0
Yorum
3
Beğeni
5,0
Puan
493
Okunma
Bir nehrin kayaları gibiyim ,suskun sessiz seni dinliyorum.
Biliyormusun dağlar kadar borçluyum hayata yada o bana
İsimsiz korkaklığım adımlarımda soytarı piçleri izliyorum
O köhne taş duvarlı evde katmerleşmiş cehalete mahkum
Hikayeler anlatılmayan duyguları saklar biliyorum.
Yine ölümler konuşuluyor gecesinde karanlığın
bir arayıştır kavgalar ,nasılda anlatırdı yalanı
Yörük çadırlarının çamaşır kaynatılan teneke tınısında
Hiç sevişmemiş askerler vakitsiz öldüler ülkem biliyorsun.

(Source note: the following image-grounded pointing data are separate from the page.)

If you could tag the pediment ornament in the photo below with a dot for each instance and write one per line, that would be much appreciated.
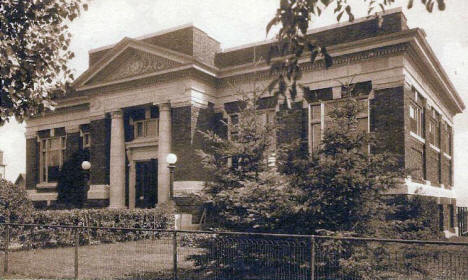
(133, 63)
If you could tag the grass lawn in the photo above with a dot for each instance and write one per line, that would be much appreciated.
(146, 259)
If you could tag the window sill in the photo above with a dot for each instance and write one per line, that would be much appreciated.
(435, 148)
(46, 185)
(417, 137)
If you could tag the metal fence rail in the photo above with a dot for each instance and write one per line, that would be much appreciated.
(58, 251)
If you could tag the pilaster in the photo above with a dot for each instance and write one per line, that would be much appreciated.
(117, 161)
(164, 148)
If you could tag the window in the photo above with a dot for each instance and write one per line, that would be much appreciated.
(441, 217)
(86, 140)
(416, 119)
(233, 130)
(452, 216)
(434, 133)
(52, 151)
(265, 118)
(319, 120)
(146, 128)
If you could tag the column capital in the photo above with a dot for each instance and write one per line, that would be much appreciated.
(164, 106)
(116, 114)
(72, 129)
(30, 134)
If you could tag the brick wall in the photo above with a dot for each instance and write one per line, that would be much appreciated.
(100, 151)
(73, 144)
(181, 142)
(187, 122)
(32, 163)
(292, 124)
(387, 117)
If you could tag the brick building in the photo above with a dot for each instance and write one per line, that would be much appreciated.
(143, 98)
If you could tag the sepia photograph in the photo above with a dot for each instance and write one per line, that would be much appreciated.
(222, 139)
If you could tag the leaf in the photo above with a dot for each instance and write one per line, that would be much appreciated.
(441, 5)
(338, 17)
(327, 57)
(272, 22)
(272, 85)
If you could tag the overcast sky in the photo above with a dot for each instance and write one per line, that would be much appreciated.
(237, 22)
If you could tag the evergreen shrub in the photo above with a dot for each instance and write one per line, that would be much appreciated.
(161, 218)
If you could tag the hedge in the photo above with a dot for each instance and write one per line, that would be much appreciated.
(45, 237)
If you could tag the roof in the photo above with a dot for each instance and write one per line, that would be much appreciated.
(194, 46)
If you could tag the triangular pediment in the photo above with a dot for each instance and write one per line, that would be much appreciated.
(132, 63)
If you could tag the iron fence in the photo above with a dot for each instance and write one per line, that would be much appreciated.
(58, 251)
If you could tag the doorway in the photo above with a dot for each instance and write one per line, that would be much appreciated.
(146, 183)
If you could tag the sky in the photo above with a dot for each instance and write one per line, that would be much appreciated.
(238, 22)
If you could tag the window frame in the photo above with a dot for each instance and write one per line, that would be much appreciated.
(144, 128)
(324, 118)
(418, 117)
(44, 155)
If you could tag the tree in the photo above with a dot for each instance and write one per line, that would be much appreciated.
(294, 18)
(341, 186)
(71, 185)
(243, 190)
(34, 41)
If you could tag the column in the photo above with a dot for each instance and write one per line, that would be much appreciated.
(131, 185)
(117, 161)
(164, 148)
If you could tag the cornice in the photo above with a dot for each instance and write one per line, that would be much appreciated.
(426, 59)
(306, 66)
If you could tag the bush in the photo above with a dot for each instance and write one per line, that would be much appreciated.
(43, 237)
(14, 204)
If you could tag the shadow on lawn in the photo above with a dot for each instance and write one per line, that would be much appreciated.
(183, 274)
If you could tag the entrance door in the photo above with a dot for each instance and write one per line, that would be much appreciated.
(146, 183)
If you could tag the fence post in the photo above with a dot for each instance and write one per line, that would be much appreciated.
(7, 247)
(77, 244)
(174, 253)
(312, 258)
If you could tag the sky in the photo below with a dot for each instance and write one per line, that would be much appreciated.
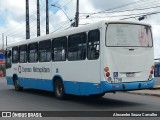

Güneş soğuk bir ışık verdi sokaklarına sözcüklerin
Sözcükler kısrak bir at gibi koşkun yetişemiyor bu çileye.
Kalın perdeler kapanmış penceresine görüyorum.
Kirli kaşe kumaştan bir palto giymiş kadın
Irakta o taş duvarlı evde konuşulacak bir şey kalmamış
Nehirler taşıyor artık kırmızı bir çakıl taşı
Sevişiyor kendince umutla soysuz kadınlardan kaçıyor gecem.
Bir anlatan olmalı artık sinsi ruhunun çirkinliklerini
Islatmalı acının göz yaşlarını umut bir de sen
Sevmeyi bilmeyen bir köyün bahçevanı
Gülleri siyah olur acının bilirmisin.
Tüm askerlerin anneleri hüzünlüdür
Ölümü iyi tanır yürekleri bir yufka ekmektir tüketir sabahı umut
Bana yalanlar söyleme olurmu hayat
Bir geçkin kadının sinsi söylevleri
Anlatma bana yalanlarını o şehirin
Taş duvar arasında bir akrep götürüvermiş sevgiyi.
Yaşamak hakkımızdır özgürlük biliyorsun
Çözme uçlarını mahremiyetimin
isimsiz suskunluğumun mahkumiyetindeyim.